Aunque el corazón es el símbolo universal del 14 de febrero, estudios de Harvard y la American Heart Association confirman que el sentimiento es un proceso neuroquímico.
Cada 14 de febrero, las tarjetas y los globos refuerzan la idea de que el amor reside en el corazón. Sin embargo, la ciencia tiene una versión distinta: el enamoramiento es, en realidad, un complejo «cóctel» biológico que se origina en el cerebro, mientras que el corazón funciona simplemente como un receptor que reacciona a las señales del sistema nervioso.
De acuerdo con la Harvard Medical School, el amor romántico activa el sistema de recompensa del cerebro, específicamente el área tegmental ventral. En esta zona se libera dopamina, el neurotransmisor responsable del placer y la motivación, lo que explica por qué sentimos esa energía desbordante y fijamos nuestra atención exclusivamente en la persona amada.

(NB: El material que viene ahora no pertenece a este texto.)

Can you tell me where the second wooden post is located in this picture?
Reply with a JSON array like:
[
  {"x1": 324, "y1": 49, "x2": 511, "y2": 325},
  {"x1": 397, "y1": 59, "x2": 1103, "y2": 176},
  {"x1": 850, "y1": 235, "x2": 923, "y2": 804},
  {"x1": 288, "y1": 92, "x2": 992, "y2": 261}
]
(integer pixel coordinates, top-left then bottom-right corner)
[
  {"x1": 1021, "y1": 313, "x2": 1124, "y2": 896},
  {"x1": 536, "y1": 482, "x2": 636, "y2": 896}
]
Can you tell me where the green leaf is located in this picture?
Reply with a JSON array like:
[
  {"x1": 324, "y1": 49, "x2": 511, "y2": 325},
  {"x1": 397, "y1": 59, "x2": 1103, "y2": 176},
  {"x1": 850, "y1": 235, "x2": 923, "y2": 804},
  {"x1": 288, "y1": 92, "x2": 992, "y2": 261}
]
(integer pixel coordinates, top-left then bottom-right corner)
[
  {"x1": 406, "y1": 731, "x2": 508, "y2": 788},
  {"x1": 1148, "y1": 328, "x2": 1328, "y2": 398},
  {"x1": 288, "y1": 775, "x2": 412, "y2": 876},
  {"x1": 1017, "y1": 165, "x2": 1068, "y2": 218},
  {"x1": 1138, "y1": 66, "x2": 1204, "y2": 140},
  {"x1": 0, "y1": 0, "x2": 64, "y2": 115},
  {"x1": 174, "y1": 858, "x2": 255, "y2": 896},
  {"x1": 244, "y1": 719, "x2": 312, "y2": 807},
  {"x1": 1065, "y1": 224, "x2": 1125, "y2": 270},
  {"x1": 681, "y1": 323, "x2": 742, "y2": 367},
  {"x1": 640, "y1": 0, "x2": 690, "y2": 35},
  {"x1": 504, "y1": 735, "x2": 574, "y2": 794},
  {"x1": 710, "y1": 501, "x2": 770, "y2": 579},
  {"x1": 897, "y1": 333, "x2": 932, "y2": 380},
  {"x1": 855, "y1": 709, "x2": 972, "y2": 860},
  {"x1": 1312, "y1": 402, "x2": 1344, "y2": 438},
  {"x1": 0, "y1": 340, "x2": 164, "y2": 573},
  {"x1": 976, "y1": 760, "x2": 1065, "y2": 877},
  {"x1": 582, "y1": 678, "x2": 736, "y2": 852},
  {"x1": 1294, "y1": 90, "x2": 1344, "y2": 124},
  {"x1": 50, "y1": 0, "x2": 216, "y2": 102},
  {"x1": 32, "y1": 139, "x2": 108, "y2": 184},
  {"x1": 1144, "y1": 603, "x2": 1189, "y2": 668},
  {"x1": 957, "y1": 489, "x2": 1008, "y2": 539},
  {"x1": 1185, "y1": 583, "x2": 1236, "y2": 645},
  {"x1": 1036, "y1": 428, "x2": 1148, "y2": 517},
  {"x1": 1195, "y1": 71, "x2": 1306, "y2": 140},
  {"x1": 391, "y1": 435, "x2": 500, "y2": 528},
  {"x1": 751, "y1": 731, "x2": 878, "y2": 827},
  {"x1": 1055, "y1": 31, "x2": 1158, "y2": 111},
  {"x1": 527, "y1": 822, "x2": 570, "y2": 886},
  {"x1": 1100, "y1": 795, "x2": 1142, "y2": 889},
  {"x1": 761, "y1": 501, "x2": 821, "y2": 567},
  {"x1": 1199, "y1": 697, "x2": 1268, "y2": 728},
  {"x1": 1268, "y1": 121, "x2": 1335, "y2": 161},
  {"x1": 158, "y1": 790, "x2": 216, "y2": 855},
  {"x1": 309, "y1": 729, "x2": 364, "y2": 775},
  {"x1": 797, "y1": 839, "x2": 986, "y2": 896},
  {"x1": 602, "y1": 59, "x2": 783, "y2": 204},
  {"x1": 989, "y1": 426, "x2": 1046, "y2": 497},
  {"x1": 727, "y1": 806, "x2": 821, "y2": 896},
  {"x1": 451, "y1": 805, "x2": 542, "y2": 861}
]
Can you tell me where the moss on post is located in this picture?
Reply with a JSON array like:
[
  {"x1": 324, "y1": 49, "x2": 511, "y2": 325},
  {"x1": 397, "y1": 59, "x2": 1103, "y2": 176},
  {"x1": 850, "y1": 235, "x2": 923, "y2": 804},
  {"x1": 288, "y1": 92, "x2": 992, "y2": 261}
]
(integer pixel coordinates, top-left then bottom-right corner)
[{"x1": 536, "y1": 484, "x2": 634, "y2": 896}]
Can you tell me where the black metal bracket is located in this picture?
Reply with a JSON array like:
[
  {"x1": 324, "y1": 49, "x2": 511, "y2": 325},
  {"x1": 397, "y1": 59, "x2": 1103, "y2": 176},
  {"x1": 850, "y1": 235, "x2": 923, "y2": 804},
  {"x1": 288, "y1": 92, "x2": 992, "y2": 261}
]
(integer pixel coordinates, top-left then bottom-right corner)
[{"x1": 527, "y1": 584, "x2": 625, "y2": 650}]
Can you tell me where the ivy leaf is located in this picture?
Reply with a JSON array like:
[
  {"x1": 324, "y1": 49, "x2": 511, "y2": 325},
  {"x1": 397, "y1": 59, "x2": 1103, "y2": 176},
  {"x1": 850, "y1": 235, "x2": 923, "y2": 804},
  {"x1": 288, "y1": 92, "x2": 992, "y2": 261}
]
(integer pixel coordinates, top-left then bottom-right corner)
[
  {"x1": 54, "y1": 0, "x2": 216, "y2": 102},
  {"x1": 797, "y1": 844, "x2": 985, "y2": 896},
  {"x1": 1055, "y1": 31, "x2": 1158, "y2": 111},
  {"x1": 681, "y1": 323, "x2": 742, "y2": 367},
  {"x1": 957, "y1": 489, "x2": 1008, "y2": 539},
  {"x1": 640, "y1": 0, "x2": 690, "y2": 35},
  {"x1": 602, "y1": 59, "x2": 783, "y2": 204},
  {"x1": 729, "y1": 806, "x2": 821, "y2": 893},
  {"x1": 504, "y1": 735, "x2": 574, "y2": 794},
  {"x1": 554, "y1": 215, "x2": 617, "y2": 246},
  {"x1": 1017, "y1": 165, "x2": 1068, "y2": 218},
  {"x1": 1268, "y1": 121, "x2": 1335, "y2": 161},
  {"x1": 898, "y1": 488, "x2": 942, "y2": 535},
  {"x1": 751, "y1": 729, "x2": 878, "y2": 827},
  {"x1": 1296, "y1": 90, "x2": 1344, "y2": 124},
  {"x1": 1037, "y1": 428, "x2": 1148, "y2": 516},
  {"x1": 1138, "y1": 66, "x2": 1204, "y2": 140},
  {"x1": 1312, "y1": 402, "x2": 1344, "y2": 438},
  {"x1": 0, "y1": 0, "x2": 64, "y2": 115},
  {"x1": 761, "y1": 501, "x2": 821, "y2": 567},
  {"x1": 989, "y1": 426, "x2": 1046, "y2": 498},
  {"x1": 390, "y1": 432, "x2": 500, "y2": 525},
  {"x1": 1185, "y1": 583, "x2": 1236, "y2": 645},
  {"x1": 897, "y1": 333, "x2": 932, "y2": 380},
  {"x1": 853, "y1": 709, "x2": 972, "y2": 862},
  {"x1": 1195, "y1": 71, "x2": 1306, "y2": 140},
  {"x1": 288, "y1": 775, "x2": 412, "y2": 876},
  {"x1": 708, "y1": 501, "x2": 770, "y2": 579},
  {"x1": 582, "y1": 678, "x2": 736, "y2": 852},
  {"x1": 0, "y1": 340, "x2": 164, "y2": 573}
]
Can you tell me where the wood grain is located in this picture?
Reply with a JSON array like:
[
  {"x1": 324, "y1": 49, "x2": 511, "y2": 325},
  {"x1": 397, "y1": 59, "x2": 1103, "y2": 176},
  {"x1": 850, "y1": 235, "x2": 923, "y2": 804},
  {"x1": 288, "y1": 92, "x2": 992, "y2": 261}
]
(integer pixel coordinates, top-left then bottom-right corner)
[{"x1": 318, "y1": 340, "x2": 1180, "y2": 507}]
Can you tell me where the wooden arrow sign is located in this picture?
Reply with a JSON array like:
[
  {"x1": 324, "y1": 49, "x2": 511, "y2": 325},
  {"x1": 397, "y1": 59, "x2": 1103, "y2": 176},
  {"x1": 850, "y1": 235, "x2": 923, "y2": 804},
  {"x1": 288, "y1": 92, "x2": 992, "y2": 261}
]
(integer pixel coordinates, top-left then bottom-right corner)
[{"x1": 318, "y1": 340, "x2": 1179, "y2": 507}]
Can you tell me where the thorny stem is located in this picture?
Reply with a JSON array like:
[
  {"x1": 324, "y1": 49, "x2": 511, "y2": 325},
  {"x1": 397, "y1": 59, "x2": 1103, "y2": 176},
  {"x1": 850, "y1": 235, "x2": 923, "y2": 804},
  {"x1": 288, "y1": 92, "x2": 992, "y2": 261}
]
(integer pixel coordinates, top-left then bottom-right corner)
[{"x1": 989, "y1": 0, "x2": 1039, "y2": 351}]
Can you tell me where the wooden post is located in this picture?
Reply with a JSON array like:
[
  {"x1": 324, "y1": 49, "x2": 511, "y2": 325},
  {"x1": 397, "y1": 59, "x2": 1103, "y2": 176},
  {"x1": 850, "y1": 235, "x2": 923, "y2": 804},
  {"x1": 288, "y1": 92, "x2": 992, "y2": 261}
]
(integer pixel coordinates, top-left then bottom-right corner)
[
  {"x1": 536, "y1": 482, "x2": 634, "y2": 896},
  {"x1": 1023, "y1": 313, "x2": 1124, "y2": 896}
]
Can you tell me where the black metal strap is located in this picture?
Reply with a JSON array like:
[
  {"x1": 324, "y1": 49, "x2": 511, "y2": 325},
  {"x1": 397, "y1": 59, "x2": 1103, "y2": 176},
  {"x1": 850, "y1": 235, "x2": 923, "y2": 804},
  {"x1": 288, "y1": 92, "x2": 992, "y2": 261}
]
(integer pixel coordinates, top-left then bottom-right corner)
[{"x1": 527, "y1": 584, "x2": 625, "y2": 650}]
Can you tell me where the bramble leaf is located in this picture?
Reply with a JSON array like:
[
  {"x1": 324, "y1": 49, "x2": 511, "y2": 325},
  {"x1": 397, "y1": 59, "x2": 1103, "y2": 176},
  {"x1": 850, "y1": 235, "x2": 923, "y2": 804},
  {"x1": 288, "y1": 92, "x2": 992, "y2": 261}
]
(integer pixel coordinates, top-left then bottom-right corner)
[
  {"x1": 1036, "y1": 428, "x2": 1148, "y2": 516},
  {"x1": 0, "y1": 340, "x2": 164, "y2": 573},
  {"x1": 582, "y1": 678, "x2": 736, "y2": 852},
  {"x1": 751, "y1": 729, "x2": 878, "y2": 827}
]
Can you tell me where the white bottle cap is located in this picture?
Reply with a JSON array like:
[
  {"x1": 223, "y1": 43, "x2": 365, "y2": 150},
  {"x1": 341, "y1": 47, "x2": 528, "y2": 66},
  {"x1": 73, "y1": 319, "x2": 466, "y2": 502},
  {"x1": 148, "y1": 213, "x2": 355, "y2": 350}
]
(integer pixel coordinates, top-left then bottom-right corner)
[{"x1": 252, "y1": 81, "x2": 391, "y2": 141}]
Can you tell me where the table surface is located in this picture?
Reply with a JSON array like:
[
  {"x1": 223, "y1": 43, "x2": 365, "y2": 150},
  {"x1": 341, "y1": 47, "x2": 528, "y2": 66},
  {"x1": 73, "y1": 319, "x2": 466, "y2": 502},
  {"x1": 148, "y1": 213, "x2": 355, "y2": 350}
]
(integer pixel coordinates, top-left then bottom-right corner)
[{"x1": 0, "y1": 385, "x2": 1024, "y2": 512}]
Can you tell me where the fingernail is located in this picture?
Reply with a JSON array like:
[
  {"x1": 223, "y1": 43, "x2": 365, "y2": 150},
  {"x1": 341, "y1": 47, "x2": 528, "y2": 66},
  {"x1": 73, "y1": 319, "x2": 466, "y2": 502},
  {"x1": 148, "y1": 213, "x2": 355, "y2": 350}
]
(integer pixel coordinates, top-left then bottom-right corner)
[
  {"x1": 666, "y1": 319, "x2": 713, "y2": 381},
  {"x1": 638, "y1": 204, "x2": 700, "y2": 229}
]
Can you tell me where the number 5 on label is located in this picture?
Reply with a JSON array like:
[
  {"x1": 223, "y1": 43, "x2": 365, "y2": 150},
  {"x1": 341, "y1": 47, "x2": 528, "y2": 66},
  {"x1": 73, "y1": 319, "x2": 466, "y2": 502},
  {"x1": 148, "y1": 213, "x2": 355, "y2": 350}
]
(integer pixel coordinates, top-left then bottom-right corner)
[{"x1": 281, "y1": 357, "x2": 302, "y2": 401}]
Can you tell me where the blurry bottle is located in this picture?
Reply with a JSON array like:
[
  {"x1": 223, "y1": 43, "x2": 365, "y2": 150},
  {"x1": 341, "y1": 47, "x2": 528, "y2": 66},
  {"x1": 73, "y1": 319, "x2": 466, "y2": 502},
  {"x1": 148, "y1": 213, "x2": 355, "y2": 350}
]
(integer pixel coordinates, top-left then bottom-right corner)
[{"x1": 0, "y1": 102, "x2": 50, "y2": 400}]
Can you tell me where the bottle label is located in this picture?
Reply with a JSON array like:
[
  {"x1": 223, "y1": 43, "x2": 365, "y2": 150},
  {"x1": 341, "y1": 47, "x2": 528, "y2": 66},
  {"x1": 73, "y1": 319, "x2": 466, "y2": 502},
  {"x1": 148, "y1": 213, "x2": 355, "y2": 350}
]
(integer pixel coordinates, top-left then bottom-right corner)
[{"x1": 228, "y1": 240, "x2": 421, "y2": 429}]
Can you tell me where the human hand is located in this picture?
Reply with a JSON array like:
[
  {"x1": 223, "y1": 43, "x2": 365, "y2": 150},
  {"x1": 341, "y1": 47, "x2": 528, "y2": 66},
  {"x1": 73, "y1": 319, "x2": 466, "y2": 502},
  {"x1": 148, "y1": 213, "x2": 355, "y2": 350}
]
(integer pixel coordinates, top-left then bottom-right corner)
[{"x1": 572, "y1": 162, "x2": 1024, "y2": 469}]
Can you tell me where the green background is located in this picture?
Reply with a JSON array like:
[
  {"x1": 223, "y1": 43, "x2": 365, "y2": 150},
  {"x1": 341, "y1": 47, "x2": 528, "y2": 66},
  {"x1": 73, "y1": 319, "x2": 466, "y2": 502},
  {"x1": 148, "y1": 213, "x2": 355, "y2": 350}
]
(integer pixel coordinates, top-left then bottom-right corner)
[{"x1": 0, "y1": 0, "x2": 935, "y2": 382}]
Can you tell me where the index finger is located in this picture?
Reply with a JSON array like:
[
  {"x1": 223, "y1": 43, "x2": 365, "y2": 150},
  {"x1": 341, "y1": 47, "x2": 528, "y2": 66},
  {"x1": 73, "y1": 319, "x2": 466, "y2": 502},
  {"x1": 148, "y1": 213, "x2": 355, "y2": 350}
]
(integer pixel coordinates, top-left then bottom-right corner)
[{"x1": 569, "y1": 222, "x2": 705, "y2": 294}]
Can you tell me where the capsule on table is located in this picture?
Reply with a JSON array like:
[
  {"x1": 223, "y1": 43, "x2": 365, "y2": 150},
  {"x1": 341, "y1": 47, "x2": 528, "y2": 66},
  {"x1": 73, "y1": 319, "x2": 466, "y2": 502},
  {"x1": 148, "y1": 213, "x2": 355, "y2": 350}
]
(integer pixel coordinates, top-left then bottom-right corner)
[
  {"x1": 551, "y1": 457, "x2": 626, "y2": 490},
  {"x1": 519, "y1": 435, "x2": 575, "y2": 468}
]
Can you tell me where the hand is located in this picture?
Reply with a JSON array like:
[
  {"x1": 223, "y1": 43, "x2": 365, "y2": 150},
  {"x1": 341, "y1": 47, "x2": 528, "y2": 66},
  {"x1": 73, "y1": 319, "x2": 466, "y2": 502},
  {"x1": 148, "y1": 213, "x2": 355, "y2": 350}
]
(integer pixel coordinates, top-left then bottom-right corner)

¿Por qué late el corazón más rápido?
Si bien el proceso es cerebral, las manifestaciones físicas son innegables. La American Heart Association explica que el cerebro envía señales que estimulan la liberación de adrenalina y norepinefrina. Estas hormonas son las que provocan que el ritmo cardiaco se acelere, las pupilas se dilaten y aparezca el famoso «cosquilleo» en el abdomen cuando vemos a alguien que nos atrae.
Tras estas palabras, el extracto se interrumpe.